Results validated the well-established fact that both shear storage modulus and shear stiffness of the liver increased progressively with the severity of chronic liver diseases (p<0.05). However, it was not able to detect very early onset of inflammation at high frequencies. Results also demonstrated that phase angle increased significantly at the early onset of inflammation (p<0.05), even before histologically detectable macrophage transformation or migration. Moreover, it has better discrimination ability at lower frequencies. With the progressively developed fibrosis with coexisting/diminishing inflammation, phase angle decreased and lost its sensitivity to inflammation in models #1, 2&3 (p>0.1). In the congestive liver model without significant fibrosis, phase angle was inversely proportional to portal pressure (r=-0.6129, p<0.001, model #4), but increased significantly in response to cirrhosis induced spontaneous portal hypertension (model #5).

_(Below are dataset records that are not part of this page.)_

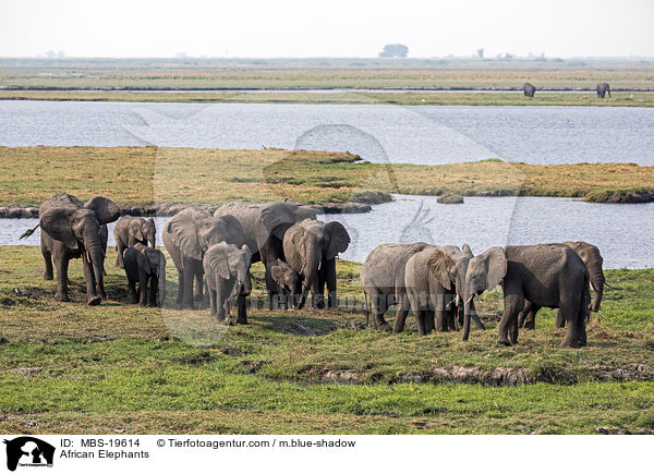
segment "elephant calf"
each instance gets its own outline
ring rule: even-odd
[[[130,285],[132,303],[145,306],[157,306],[157,292],[159,293],[159,305],[164,306],[166,300],[166,257],[161,251],[135,244],[123,253],[123,263]],[[138,282],[138,295],[136,295],[136,282]]]
[[[124,268],[122,255],[131,245],[143,244],[155,248],[157,245],[157,228],[155,219],[143,219],[140,217],[123,216],[118,219],[113,228],[116,239],[116,266]]]
[[[302,279],[289,264],[276,259],[266,268],[266,289],[270,309],[292,307],[302,294]]]
[[[238,282],[239,317],[237,323],[246,325],[245,296],[252,292],[250,265],[252,252],[247,245],[238,247],[227,242],[211,245],[202,260],[204,280],[209,293],[211,316],[225,321],[230,313],[229,296]]]

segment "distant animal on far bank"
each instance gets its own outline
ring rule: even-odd
[[[522,92],[524,93],[524,97],[533,97],[536,94],[536,87],[533,84],[524,83]]]
[[[155,219],[123,216],[116,222],[113,238],[116,240],[116,266],[124,268],[122,257],[125,248],[137,243],[146,246],[149,244],[153,248],[157,246]]]
[[[610,87],[608,86],[608,83],[598,83],[595,90],[597,92],[597,97],[601,99],[603,99],[606,94],[608,94],[608,97],[610,98]]]

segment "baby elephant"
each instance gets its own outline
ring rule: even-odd
[[[118,219],[113,228],[116,239],[116,266],[124,268],[122,255],[130,245],[137,243],[156,247],[157,228],[155,220],[140,217],[123,216]]]
[[[291,307],[300,302],[302,279],[286,262],[272,260],[266,268],[266,289],[268,290],[268,307]]]
[[[237,323],[247,324],[245,296],[252,292],[251,260],[252,252],[247,245],[239,248],[237,245],[220,242],[211,245],[205,253],[202,260],[205,284],[209,293],[211,316],[218,321],[225,321],[229,316],[229,296],[238,281]]]
[[[166,257],[164,253],[143,244],[135,244],[125,250],[123,262],[132,303],[138,302],[141,306],[145,306],[148,301],[149,285],[149,305],[157,305],[158,291],[159,305],[164,306],[166,300]],[[136,296],[136,282],[138,282],[138,296]]]

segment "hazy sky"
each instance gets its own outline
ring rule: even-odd
[[[0,0],[0,57],[654,57],[653,25],[654,0]]]

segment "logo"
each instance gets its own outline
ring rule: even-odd
[[[7,445],[7,469],[20,466],[52,466],[55,447],[32,436],[21,436],[3,441]]]

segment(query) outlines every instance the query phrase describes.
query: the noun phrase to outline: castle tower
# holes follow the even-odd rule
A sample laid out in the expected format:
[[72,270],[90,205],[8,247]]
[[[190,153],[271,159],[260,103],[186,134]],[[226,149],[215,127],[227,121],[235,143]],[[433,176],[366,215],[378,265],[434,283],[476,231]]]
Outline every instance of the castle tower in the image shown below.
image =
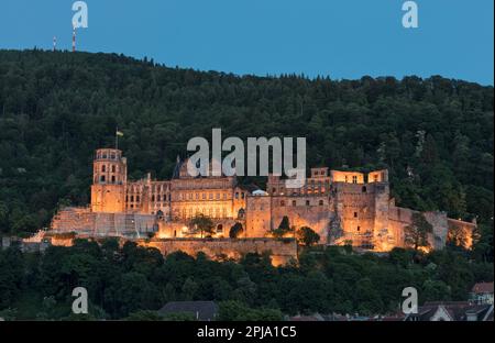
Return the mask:
[[91,211],[124,212],[128,165],[116,148],[97,150],[92,163]]

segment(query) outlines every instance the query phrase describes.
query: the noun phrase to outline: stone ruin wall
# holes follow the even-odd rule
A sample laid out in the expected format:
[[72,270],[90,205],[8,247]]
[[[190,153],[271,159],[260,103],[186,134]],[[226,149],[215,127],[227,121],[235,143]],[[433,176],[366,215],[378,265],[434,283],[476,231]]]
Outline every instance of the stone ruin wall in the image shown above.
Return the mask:
[[239,259],[248,253],[270,253],[274,266],[284,265],[292,259],[297,259],[297,243],[295,240],[275,239],[165,239],[138,241],[140,245],[155,247],[166,256],[182,251],[196,256],[198,252],[205,253],[210,258],[227,256]]

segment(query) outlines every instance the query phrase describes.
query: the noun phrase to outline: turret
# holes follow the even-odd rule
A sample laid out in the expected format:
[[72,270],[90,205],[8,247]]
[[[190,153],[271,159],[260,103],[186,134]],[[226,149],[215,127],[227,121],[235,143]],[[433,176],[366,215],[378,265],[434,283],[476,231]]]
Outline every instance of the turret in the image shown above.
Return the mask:
[[123,212],[128,165],[122,152],[116,148],[97,150],[92,166],[92,212]]

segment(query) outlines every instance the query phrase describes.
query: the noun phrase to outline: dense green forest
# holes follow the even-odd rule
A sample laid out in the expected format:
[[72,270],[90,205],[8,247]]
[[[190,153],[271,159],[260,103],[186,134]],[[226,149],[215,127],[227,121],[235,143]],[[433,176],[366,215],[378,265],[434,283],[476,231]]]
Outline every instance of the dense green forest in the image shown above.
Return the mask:
[[[173,173],[193,136],[306,136],[308,166],[387,167],[400,206],[491,224],[493,87],[431,77],[235,76],[114,54],[0,51],[0,229],[89,201],[94,151]],[[263,180],[255,180],[263,184]]]
[[[0,229],[89,201],[94,151],[167,178],[193,136],[306,136],[308,166],[387,167],[400,206],[493,217],[493,87],[441,77],[235,76],[114,54],[0,51]],[[263,180],[255,180],[263,184]]]
[[[114,54],[0,51],[0,235],[47,225],[64,204],[87,204],[94,151],[114,144],[130,177],[172,175],[193,136],[306,136],[308,166],[387,167],[398,204],[476,218],[474,250],[386,256],[311,247],[298,265],[240,263],[76,241],[44,254],[0,252],[0,317],[69,319],[87,287],[90,318],[154,318],[169,300],[216,300],[222,319],[279,319],[465,300],[493,280],[493,87],[431,77],[360,80],[235,76],[168,68]],[[245,179],[263,186],[263,179]],[[148,311],[148,312],[146,312]]]
[[[270,257],[248,254],[240,263],[166,257],[155,248],[117,240],[76,240],[44,254],[0,251],[0,317],[81,319],[70,314],[72,291],[86,287],[86,319],[157,319],[167,301],[215,300],[220,319],[282,319],[296,313],[397,312],[405,287],[419,300],[466,300],[476,281],[493,280],[493,264],[452,248],[428,255],[395,248],[386,256],[350,247],[312,247],[299,264],[273,267]],[[143,313],[144,312],[144,313]]]

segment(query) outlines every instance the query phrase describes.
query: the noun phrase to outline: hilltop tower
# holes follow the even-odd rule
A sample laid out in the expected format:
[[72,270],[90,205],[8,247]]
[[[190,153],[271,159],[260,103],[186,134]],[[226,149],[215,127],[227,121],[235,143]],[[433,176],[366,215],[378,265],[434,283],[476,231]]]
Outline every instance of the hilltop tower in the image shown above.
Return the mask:
[[124,212],[128,164],[116,148],[97,150],[94,159],[91,211]]

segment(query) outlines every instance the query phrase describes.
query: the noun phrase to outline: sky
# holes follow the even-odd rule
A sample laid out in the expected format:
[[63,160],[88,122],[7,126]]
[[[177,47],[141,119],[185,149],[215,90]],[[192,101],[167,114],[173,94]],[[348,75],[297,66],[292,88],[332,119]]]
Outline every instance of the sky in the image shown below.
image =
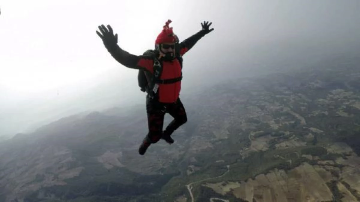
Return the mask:
[[138,55],[153,48],[168,19],[180,40],[212,22],[214,31],[184,56],[185,94],[301,68],[360,44],[359,0],[0,0],[0,136],[82,111],[144,104],[137,70],[114,60],[96,34],[103,24]]

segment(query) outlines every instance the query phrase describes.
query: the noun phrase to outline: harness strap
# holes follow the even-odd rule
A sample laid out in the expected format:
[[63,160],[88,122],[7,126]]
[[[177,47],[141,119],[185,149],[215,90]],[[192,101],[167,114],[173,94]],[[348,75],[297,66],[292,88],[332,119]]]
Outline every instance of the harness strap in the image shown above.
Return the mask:
[[173,79],[158,79],[154,81],[155,83],[159,84],[169,84],[175,83],[180,81],[182,80],[183,77],[180,77]]

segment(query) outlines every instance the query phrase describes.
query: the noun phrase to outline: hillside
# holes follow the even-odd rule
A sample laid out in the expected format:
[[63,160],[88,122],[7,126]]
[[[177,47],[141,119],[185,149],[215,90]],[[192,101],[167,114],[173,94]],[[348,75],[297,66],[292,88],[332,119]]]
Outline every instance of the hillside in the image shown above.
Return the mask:
[[0,201],[360,201],[360,58],[328,63],[184,98],[175,143],[144,156],[144,106],[18,134],[0,143]]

As shown in Figure-1 of the NAFLD/NASH model, monthly MRE results demonstrated that liver stiffness successfully detected the onset of inflammation (16 weeks, p=0.04) and the onset of fibrosis (24 weeks, p=0.04). Both loss modulus and phase angle increased significantly as early as 4 weeks (80Hz, p=0.005) before histologically detectable inflammation and stayed significantly high from 12 until 40 weeks. From 44 to 48 weeks, there were no significant change observed in phase angle (p>0.1).

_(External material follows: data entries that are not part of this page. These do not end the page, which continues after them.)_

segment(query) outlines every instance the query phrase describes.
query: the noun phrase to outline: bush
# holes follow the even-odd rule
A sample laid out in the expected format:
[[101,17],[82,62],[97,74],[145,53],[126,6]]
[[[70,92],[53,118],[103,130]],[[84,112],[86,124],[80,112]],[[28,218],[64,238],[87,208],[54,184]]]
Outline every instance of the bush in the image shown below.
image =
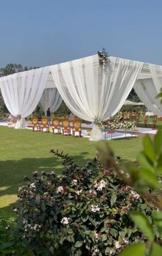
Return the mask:
[[[33,173],[19,188],[17,235],[34,255],[115,255],[146,239],[127,213],[151,208],[95,158],[84,168],[62,152],[62,175]],[[18,255],[18,253],[17,253]]]

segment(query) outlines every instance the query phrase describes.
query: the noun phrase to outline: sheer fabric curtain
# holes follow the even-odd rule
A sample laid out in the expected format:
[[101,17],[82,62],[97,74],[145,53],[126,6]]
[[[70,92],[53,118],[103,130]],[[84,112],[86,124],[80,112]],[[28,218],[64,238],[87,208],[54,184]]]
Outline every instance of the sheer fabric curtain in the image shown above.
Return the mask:
[[[128,96],[143,63],[111,57],[102,69],[98,56],[50,67],[56,86],[67,107],[77,116],[91,122],[114,116]],[[102,139],[97,126],[91,139]]]
[[162,116],[160,99],[156,98],[162,87],[162,67],[150,64],[152,78],[137,80],[134,89],[141,100],[154,114]]
[[45,89],[39,102],[39,105],[46,115],[46,111],[50,107],[51,113],[55,112],[60,106],[62,99],[57,88]]
[[24,127],[23,118],[30,115],[38,104],[49,73],[45,67],[0,79],[0,87],[5,104],[14,116],[19,116],[16,128]]

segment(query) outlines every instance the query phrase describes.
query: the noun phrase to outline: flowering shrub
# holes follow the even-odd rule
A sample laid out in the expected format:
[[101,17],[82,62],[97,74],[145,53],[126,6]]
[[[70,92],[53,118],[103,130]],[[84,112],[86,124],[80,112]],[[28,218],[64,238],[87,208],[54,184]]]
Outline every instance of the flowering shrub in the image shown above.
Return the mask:
[[62,175],[38,171],[19,188],[19,233],[34,255],[115,255],[128,244],[146,240],[127,214],[148,217],[143,198],[97,158],[83,168],[62,152]]

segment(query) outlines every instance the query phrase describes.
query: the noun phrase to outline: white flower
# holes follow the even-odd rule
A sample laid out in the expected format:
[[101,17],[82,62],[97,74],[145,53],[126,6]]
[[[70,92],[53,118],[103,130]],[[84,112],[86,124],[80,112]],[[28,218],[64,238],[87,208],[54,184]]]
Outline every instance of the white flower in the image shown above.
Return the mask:
[[62,186],[60,186],[57,188],[57,193],[64,193],[64,188]]
[[129,241],[127,239],[126,239],[125,237],[123,238],[123,242],[126,244],[129,244]]
[[121,247],[121,244],[119,244],[119,242],[118,241],[116,241],[115,242],[115,247],[117,248],[117,249],[119,249],[120,247]]
[[32,189],[36,189],[35,183],[31,183],[31,184],[30,185],[30,187]]
[[97,188],[97,190],[102,191],[103,188],[105,188],[106,185],[106,182],[102,180],[98,183],[97,182],[95,182],[94,187]]
[[76,191],[77,195],[80,195],[82,193],[82,189],[78,190]]
[[91,205],[91,211],[93,213],[96,213],[97,211],[100,211],[100,208],[98,206],[98,205]]
[[69,220],[70,220],[69,217],[64,217],[61,220],[60,222],[64,225],[67,225],[69,223]]
[[72,180],[72,185],[77,185],[78,180]]
[[100,253],[100,250],[97,248],[95,248],[94,249],[94,251],[93,251],[95,253]]
[[130,191],[130,197],[135,199],[139,199],[140,198],[140,195],[137,194],[135,191]]
[[96,234],[95,234],[95,235],[94,235],[94,238],[95,238],[95,239],[98,239],[99,237],[100,237],[100,235],[97,234],[97,233],[96,233]]
[[89,189],[89,193],[91,195],[97,195],[97,193],[93,189]]

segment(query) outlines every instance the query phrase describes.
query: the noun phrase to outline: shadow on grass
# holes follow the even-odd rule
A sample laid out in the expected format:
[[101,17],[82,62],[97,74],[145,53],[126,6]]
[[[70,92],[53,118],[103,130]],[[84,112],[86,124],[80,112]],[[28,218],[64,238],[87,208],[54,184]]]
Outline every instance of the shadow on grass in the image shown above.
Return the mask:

As shown in Figure-2 of the ARPKD model, fibrosis extent increased progressively with age; while the portal inflammation extent increased significantly and stayed consistently mild in the ARPKD mice of 3 and 6 months old, but not detectable in the histologic analysis of 1 month old mice. Liver stiffness successfully distinguished ARPKD mice for all age groups (80Hz only, not for higher frequencies). Phase angle showed significant augmentation in 1 month old mice (80Hz, p<0.0001), but no change in older mice (p>0.1).

As shown in Figure-3 of the CCl₄ model, peak necroinflammation was observed at week 1, but decreased at week 2 and 4 then diminished at week 6; the onset of fibrosis was at week 2 and increased thereafter. Liver stiffness successfully detected the fibrosis at week 4 and after (200Hz, p<0.03); while phase angle discriminated early inflammation as early as week 1 (200Hz, p=0.03).

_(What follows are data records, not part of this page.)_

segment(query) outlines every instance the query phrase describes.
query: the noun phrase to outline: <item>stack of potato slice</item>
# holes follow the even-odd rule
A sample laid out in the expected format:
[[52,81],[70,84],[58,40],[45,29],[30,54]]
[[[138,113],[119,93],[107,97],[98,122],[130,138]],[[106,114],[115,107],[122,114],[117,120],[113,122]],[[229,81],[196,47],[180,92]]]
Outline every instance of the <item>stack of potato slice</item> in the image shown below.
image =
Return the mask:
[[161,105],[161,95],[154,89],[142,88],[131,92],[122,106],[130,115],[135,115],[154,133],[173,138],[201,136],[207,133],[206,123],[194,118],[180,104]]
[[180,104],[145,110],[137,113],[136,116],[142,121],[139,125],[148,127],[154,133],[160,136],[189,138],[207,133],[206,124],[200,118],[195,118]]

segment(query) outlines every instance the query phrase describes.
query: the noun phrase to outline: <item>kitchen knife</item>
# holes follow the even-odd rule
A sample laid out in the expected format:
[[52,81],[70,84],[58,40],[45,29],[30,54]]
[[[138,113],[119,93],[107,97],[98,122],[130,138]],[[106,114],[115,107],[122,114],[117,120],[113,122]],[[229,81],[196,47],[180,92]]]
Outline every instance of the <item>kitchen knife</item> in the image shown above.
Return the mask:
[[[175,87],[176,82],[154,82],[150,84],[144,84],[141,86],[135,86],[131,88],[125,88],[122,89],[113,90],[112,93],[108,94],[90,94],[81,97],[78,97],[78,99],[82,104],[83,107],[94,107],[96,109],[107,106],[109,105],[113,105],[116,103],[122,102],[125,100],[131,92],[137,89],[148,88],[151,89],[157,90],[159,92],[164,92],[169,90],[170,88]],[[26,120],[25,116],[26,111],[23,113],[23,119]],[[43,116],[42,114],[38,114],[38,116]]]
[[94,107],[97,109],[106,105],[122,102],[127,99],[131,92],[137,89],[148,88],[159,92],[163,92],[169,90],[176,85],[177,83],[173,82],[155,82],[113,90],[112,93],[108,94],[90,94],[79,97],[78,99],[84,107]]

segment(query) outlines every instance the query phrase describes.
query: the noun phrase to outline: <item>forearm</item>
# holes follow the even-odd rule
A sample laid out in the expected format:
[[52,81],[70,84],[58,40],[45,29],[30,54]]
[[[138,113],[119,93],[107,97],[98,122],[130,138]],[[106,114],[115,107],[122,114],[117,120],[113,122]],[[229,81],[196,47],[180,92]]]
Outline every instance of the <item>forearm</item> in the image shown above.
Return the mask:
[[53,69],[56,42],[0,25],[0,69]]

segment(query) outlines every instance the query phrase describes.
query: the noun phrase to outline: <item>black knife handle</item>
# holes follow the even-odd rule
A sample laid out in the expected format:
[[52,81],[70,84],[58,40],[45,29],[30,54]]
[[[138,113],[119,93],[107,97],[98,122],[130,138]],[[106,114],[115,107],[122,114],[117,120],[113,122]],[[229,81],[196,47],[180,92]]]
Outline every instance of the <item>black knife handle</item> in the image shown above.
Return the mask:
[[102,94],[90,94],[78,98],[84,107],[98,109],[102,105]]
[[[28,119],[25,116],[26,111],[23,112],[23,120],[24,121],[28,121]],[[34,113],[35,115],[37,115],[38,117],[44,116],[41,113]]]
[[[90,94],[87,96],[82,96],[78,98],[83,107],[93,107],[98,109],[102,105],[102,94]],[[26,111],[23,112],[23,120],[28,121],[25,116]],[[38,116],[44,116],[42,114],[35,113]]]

As shown in Figure-4 of the pIVCL model, portal pressure increased significantly for all time groups with insignificant inflammation and fibrosis developed in the congestive liver. Liver stiffness positively correlated with the portal pressure (best fit at 200Hz, r=0.8738, p<0.0001), while phase angle negatively correlated with portal pressure (best fit at 200Hz, r=-0.6129, p<0.001).

As shown in Figure-5 of the FAH model, both liver stiffness and phase angle increased and reached their maximum value through the animal’s lifespan at the time of spontaneous portal hypertension with gastrointestinal bleeding. In pigs without GI bleeding, at one month of age with onset of abnormality, the liver stiffness maintained its lowest value, while the phase angle reached its maximum values.

Results in five animal models indicated that the phase angle, defined by the complex shear modulus, is useful for discriminating between inflammation and fibrosis alone in the early stage of liver diseases. It may also distinguish venous congestion and portal hypertension associated with cirrhosis in the advanced stage of liver diseases.